Bladder cancer has a very high recurrence rate of approximately 50% to 70%, with up to 30% of these recurring as later stage tumors. However, bladder cancers are highly treatable, especially if detected in the early stages when there is a much higher probability of survival. Timely detection and regular surveillance and monitoring of this cancer is a key element of the clinical process and of the individual’s annual healthcare plan.
“These new findings favorably position Cxbladder Detect as the leading noninvasive bladder cancer diagnostic tool in terms of its relative performance (high sensitivity, high signal-to-noise, and low cross-validation error rate),” says Darling.
“These results should be highly relevant for both urologists and US payer organizations who provide reimbursement for cancer diagnostic tests,” says Jackie Walker, CEO of Pacific Edge Diagnostics USA. “This publication is the first piece of comparative data that includes UroVysion FISH, a molecular test that is widely used by clinicians and physicians in the US and reimbursed by most major payors.”

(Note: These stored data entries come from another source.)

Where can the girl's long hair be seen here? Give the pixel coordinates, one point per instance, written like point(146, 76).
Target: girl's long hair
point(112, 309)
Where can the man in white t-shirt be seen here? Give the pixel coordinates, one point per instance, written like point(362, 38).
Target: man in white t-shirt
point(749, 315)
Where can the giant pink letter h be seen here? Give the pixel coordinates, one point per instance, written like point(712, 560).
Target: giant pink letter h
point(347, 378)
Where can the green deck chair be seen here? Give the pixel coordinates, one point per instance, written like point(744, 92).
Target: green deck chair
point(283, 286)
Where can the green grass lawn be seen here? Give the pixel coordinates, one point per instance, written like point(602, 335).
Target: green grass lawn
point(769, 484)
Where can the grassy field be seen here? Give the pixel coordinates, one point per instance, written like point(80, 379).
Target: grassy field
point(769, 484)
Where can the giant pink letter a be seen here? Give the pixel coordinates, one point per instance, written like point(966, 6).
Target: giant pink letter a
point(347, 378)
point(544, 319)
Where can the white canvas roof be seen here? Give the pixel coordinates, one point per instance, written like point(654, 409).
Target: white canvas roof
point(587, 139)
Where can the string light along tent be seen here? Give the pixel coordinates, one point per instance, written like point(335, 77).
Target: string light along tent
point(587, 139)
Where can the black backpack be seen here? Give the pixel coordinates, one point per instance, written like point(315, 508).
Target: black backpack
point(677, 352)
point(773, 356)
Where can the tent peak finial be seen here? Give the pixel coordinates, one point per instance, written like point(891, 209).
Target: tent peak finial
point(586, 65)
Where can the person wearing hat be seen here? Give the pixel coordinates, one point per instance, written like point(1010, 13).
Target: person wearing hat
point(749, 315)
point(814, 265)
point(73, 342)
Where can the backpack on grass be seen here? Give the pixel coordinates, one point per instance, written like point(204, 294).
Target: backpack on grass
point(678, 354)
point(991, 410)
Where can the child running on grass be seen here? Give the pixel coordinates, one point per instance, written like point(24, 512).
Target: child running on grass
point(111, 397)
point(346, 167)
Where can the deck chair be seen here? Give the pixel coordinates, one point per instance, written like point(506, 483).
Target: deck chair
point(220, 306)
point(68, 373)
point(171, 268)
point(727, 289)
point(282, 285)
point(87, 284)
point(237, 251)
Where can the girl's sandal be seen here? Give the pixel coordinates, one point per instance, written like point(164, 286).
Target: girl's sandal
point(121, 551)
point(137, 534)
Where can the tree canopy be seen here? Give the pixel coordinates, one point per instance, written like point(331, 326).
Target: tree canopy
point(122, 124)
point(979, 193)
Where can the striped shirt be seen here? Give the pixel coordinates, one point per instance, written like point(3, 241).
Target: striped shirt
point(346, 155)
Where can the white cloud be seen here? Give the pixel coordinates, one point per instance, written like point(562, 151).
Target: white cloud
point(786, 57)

Cxbladder Detect is a proprietary molecular diagnostic that detects bladder and other urinary tract cancers from a small volume of urine. The test is commercially available in Australia, and is available in New Zealand and the United States as a laboratory-developed test (LDT) performed at the company’s CLIA-certified laboratories. Validated by a multicenter international clinical study, Cxbladder Detect provides clinicians with a quick and accurate measure of the presence of the cancer, and provides urologists with a reliable adjunct to cystoscopy.
“This and other recent peer-reviewed publications demonstrating the superiority of Cxbladder represent key elements in our company’s strategy of delivering physicians a one-stop shop for bladder cancer detection, with high-performance Cxbladder products in conjunction with standard procedures for bladder cancer detection and surveillance,” says Darling.
For further information, visit Pacific Edge Diagnostics USA.
REFERENCE
- Breen V, Kasabov N, Kamat AM, et al. A holistic comparative analysis of diagnostic tests for urothelial carcinoma: a study of Cxbladder Detect, UroVysion FISH, NMP22, and cytology based on imputation of multiple datasets. BioMed Central Medical Research Methodology. 2015; 15:45; doi: 10.1186/s12874-015-0036-8. Available at: www.biomedcentral.com/1471-2288/15/45. Accessed June 10, 2015.